ElixirDatasets.DatasetInfo (ElixirDatasets v0.1.0)

View Source

Represents dataset information from the HuggingFace API.

This struct encapsulates the metadata about a dataset configuration, including features and split information.

Summary

Types

Feature information in a dataset. Contains the feature name and its data type.

Split information for a dataset configuration. Contains the split name and the number of examples.

t()

DatasetInfo struct represents metadata about a dataset configuration.

Functions

Reads DatasetInfo from a directory JSON file.

Creates a DatasetInfo struct from a map (typically from JSON response).

Converts a DatasetInfo struct to a map.

Writes DatasetInfo to a directory as a JSON file.

Types

feature()

@type feature() :: map()

Feature information in a dataset. Contains the feature name and its data type.

split()

@type split() :: map()

Split information for a dataset configuration.
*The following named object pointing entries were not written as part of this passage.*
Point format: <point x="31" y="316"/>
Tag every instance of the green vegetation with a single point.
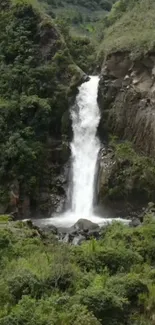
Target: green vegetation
<point x="129" y="28"/>
<point x="45" y="282"/>
<point x="133" y="175"/>
<point x="82" y="16"/>
<point x="37" y="74"/>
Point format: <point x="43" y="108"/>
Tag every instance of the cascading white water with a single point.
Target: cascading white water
<point x="84" y="147"/>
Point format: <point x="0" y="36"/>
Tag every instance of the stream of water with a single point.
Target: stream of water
<point x="85" y="146"/>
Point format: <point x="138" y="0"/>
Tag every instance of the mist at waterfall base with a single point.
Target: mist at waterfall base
<point x="85" y="146"/>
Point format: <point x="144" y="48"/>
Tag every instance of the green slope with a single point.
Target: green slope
<point x="132" y="27"/>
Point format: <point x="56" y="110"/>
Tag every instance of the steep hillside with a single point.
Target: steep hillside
<point x="130" y="27"/>
<point x="82" y="16"/>
<point x="37" y="76"/>
<point x="127" y="99"/>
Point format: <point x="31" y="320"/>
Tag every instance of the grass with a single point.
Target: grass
<point x="134" y="31"/>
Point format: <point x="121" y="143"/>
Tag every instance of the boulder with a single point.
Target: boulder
<point x="85" y="225"/>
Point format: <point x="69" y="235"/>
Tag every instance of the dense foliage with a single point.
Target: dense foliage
<point x="45" y="282"/>
<point x="37" y="73"/>
<point x="127" y="27"/>
<point x="82" y="16"/>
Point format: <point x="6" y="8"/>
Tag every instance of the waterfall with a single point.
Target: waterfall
<point x="85" y="147"/>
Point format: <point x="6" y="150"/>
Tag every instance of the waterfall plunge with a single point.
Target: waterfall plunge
<point x="85" y="148"/>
Contains the split name and the number of examples.

t()

@type t() :: %ElixirDatasets.DatasetInfo{
  citation: String.t() | nil,
  config_name: String.t(),
  description: String.t() | nil,
  features: [map()] | nil,
  homepage: String.t() | nil,
  license: String.t() | nil,
  splits: [map()] | nil
}

DatasetInfo struct represents metadata about a dataset configuration.

Fields:

  • config_name - The configuration name for the dataset (e.g., "csv", "default")
  • features - List of feature definitions in the dataset
  • splits - List of data splits (train, test, validation, etc.) with example counts
  • description - Optional description of the dataset configuration
  • homepage - Optional homepage URL for the dataset
  • license - Optional license information
  • citation - Optional citation information

Functions

from_directory(directory, filename \\ "dataset_info.json")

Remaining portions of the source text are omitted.